I am not old by any means, but with thirty descending on me, it no longer feels hyperbolic to say that I am feeling the effects of ageing. So it was true, then. I remember my mother telling me degenerative disc is the diagnosis I got years ago, too. I have to think of this as an issue I will deal with for life. It also means I have my work cut out for me now. One reason my back is so much older than I am has to be my periods of fluctuating weight, and my historically weak core muscles. I know autism and sensory dysfunction are linked to overall muscle weakness, and think that this is another piece of all this I have yet to examine. But I have explicit reason now to keep my weight down, to start a stretching practice (something I have been saying I would do for a long time), and maintain my muscle tone. I have something to gain back, namely my weightlifting benchmarks, and something new to work into my life. I have odds to beat, and a narrative to write.
A part of my sensory dysfunction, and something I can remember affecting me much worse as a child, is a need to release pent up energy. I have always experienced periods of time I can scarcely stop chattering to myself, or tapping my leg, or during which I walk at an unnecessarily brusque pace . It comes out in voices, cartoon characters, self created, and otherwise. It also comes out in song lyrics, frustration bellows. Mostly, the reason it gets stored rather than released is because of having sensory stressors while at the same time occupying public places and needing to account for external judgement. What is more important in the moment – my comfort or my social capital? It is for this reason being a gym rat has been important to me. It gives me an outlet, a release. Before the gym, I woke up early to play football with my classmates, and played at lunch when I could. There has always been something, so that I don’t feel quite so caged.
But what about folks who aren’t weight lifters or particularly thrilled with the idea of exercise? What if you can’t get to a gym? There have to be ways to release one’s energy, uncomfortable for others or not. I have seen the same phenomenon manifest in other autistic individuals in any manner of involuntary twitches and automatic tics. They wring their hands or contort their faces or laugh or scream, or rock, or run from one place to another for no particular reason. In some ways regret that I have gone the route of so much segmentation- I am too embarrassed to share my thought loops and self-speech and repetitive actions even with my fiancée, Celeste, any more than a snippet at a time. The people who have any number of consistent releases for these feelings may receive more judgement, but they are administering self care and this is a basic, necessary lesson in any human life. In some ways I have sacrificed the ability to have more of a static self across all areas of my life. Celeste is the same person, no matter where she is. She has more self knowledge and integrity than almost anyone I know.
But sacrifices must be made for the sake of independence and functionality. I have to be able to carry on in my workplace, create and teach and maintain classes, have relationships with co workers, keep a desk that at least makes a little sense. So I watch myself, and I perform, and I funnel my frustrations into acceptable outlets, like working out. In so doing, I have perhaps allowed my ego to become too strong, put too much on external perception, which has helped me get along in a society that prizes egoic accomplishment, but has hindered me in my ability to maintain self-esteem while working my way back up to physical fitness. It’s a development I don’t love.

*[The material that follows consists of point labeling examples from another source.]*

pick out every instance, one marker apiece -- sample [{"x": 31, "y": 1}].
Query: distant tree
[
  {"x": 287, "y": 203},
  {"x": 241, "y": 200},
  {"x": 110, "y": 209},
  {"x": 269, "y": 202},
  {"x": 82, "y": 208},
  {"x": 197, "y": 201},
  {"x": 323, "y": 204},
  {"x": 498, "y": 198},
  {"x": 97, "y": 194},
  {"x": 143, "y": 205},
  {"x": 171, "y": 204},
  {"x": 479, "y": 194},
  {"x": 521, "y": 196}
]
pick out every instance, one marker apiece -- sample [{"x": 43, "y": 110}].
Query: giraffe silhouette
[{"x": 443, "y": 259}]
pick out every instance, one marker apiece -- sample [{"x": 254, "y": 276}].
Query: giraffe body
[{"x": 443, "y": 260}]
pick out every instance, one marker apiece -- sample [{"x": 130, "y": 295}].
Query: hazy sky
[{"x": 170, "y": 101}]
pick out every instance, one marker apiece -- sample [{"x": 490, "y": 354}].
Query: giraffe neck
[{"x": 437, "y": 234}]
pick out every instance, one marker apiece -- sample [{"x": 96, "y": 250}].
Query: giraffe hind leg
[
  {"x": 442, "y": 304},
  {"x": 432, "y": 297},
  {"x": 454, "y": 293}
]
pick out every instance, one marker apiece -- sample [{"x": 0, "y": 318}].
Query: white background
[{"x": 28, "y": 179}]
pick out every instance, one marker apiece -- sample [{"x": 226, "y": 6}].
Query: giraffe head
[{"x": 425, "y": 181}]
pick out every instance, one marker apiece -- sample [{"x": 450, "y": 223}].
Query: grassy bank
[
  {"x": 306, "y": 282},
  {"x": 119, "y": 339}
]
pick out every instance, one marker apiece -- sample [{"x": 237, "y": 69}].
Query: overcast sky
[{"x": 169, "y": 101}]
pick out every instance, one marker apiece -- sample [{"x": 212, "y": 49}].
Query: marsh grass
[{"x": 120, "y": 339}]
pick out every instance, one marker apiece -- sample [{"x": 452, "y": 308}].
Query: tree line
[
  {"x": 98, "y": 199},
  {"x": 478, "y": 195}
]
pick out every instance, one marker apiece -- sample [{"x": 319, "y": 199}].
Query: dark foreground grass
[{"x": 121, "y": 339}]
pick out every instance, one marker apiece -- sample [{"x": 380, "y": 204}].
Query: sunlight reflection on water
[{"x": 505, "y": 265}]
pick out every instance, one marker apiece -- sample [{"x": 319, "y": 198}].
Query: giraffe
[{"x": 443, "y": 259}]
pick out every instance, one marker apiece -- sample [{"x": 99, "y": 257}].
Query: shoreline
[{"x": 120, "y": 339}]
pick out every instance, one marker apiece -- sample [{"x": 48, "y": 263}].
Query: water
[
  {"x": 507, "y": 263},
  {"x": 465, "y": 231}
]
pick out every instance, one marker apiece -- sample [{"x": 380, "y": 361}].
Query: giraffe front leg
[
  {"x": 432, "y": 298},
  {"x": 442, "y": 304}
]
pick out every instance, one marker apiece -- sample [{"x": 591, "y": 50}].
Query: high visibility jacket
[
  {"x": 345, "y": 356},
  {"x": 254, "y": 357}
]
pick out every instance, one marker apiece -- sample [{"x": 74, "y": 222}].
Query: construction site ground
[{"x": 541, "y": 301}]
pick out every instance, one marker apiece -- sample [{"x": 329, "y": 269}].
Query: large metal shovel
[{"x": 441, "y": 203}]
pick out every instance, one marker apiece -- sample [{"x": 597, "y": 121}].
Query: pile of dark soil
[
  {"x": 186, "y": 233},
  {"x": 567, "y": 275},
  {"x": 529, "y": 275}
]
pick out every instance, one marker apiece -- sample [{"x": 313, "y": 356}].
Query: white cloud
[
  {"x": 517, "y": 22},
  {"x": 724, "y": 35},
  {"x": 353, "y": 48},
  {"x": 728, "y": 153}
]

The autistic introspection difficulty makes it even harder to distinguish between pride and self love, a distinction society rather scoffs at. It goes back to the debate between taoism and confucianism – is it better to go along with the natural flow of nature (your own nature) or to do your best to use your attributes and station to contribute to society? Can I view or build myself nondualistically, and meaningfully pursue both? What would conflicting pursuit do to my body house?
Being injured has left me time to parse out which standards I’ve inherited from my environment have been helpful, and which I can do without. It has taught me how much my coping mechanisms mean to me, and has taught me not to value to narrow a slice of my own personhood (physical ability, appearance). Much more important to Meditate. Eat well. Stretch. Be humble at the squat rack. Maybe let more autism slip. Let go of societally built standards for success and beauty, and ironically enjoy more respect and better standing and better looks as a result.